Viele Angler hatte Berlin ohnehin immer. Amtlich ist, dass es um die 30.000 Besitzer eines Fischereischeins in der Stadt gibt. Das ist die notwendige Berechtigung, die man in Berlin mit einem Kurs und einer Prüfung erwirbt. Darüber hinaus gibt es viele Zugezogene, die einen Angelschein aus anderen Bundesländern haben. Oft werde, so heißt es in den Angelvereinen in vielen Stadtteilen, das Sportfischen in den Familien vererbt. Wie der Vater, so der Sohn. Eine Männerdomäne ist das Angeln offenbar bis heute, so stark wie wohl keine andere Freizeitbeschäftigung. Etwa 9000 organisierte Angler gibt es in Berliner Vereinen. Jeder Verein hat seine gepachteten Gewässer für die Mitglieder oder für Außenstehende, die sich mit einer Angelkarte dort für eine bestimmte Zeit als Gastangler einkaufen. Schaut man, zum Beispiel als Spaziergänger, ganz genau hin an Flüssen und Seen, sieht man dementsprechend viele Angler. Ältere, aber genauso jüngere. Nur sind sie alle, das ist eben ganz typisch, in ihrer Deckung. Man will meistens nicht auffallen. Daher macht jetzt eine Spaßfraktion, mit Leuten wie Daniel Andriani, umso stärker auf sich aufmerksam. Oha. Da quatscht ja auf einmal jemand am Ufer.

Überhaupt: Leute! So beginnt jedes Video, das Andriani beim Fischzug zeigt.

„Leute. Heute sind wir am Halensee“. Oder: „Heute kurz vorm Nirgendwo in Rahnsdorf – Leute!“ Ein Youtuber muss seine Gemeinde zackig anstupsen, das soll ja kein Fachvortrag werden hier. Es sind wirklich viele Zander, die sie derzeit fangen. Aber oft sind sie klein. Unter 45 Zentimeter Länge müssen sie sie sowieso wieder freilassen, das ist so Vorschrift in Berlin. All das lernt der Zuschauer. Die meisten Fische lassen Andriani und seine Jungs sowieso wieder frei – das sei gut für die Bestände, sagt er. Catch and Release, Fangen und Freilassen, ist zwar umstritten. Für ihn und viele andere ist es der Sport, leiden würden die Tiere nicht, beteuert man. Im Schnelldurchlauf hakt Andriani vieles ab. Er spricht mit einem britischen Akzent. Er hat lange in London gelebt. Aufgewachsen ist er in Zimbabwe im Süden Afrikas, dorthin hatte es vor Generationen seine Familie aus Europa verschlagen. Der Großvater brachte ihm, als er Kind war, in Afrika das Angeln bei.

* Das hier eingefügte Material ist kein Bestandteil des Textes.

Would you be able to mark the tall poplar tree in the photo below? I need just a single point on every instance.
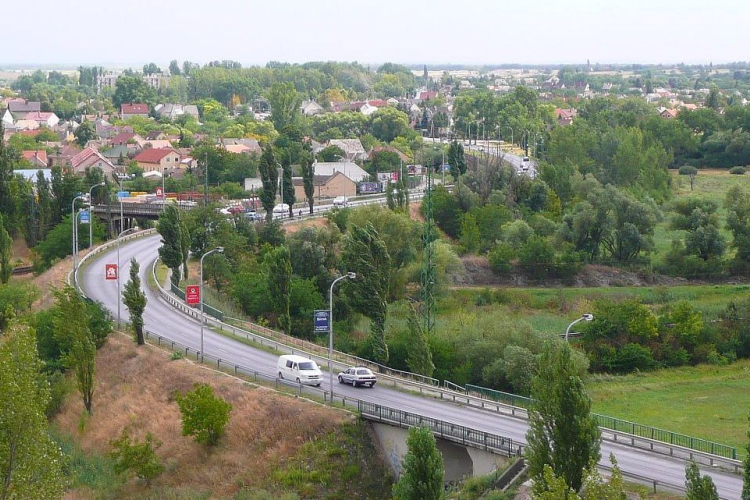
(562, 433)
(270, 178)
(135, 300)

Wie man vom Golfschläger zur Angelrute kommt

Dann war Daniel Andriani eine Zeitlang ein Profi-Golfspieler, daneben studierte er in London Wirtschaft. Für Start-ups arbeitete er, seit dreizehn Jahren ist er in Deutschland. Weil er, egal wo er war, geangelt hat, hatte er immer auch die Idee, aus der Leidenschaft etwas mehr zu machen. Er machte erste Videos vom Angeln, von Angelerfolgen. Von dicken Exemplaren. Man kennt solche Bilder: Stolze Männer mit Fisch vorm Bauch. Superlative. Doch dann fand Andriani, dass das Drumherum, das Vorher und Nachher, das Making of, viel spannender sein könnte. Außerdem wusste er von seinen Jobs für Internetfirmen, wie schnell sich gut gemachte Filme und gute Ideen im Netz verbreiten. „Petri“ – Glückwunsch, kann man da wohl nur sagen. Wie diese Jungs selbst es tun. So kommentieren sie ihre Fänge nicht mit dem altbackenen „Petri heil“. Allenfalls hört man manchmal ein „Petri geil“ heraus.

Andriani hat eine verschmitzte Art, ein flottes Mundwerk, und hört trotzdem allen, die er trifft, zu. Wirklich zu. Er hört hin, was nicht selbstverständlich ist für Selbstdarsteller wie ihn. Also ist er einer, dem die Leute auch viel erzählen. Das ist wohl schon eines der Erfolgsrezepte von Hechtundbarsch.de: Andriani und sein Konterpart Toni Wehn, der ist dann der Ruhigere, treffen andere Angler. Sie reden, flachsen, fischen. Aber sie erklären dabei sehr viel, über Angeltechniken, über die Gegend, in der sie sind, über sich. Sie posen mit Fischen. Nur geben sie nicht an.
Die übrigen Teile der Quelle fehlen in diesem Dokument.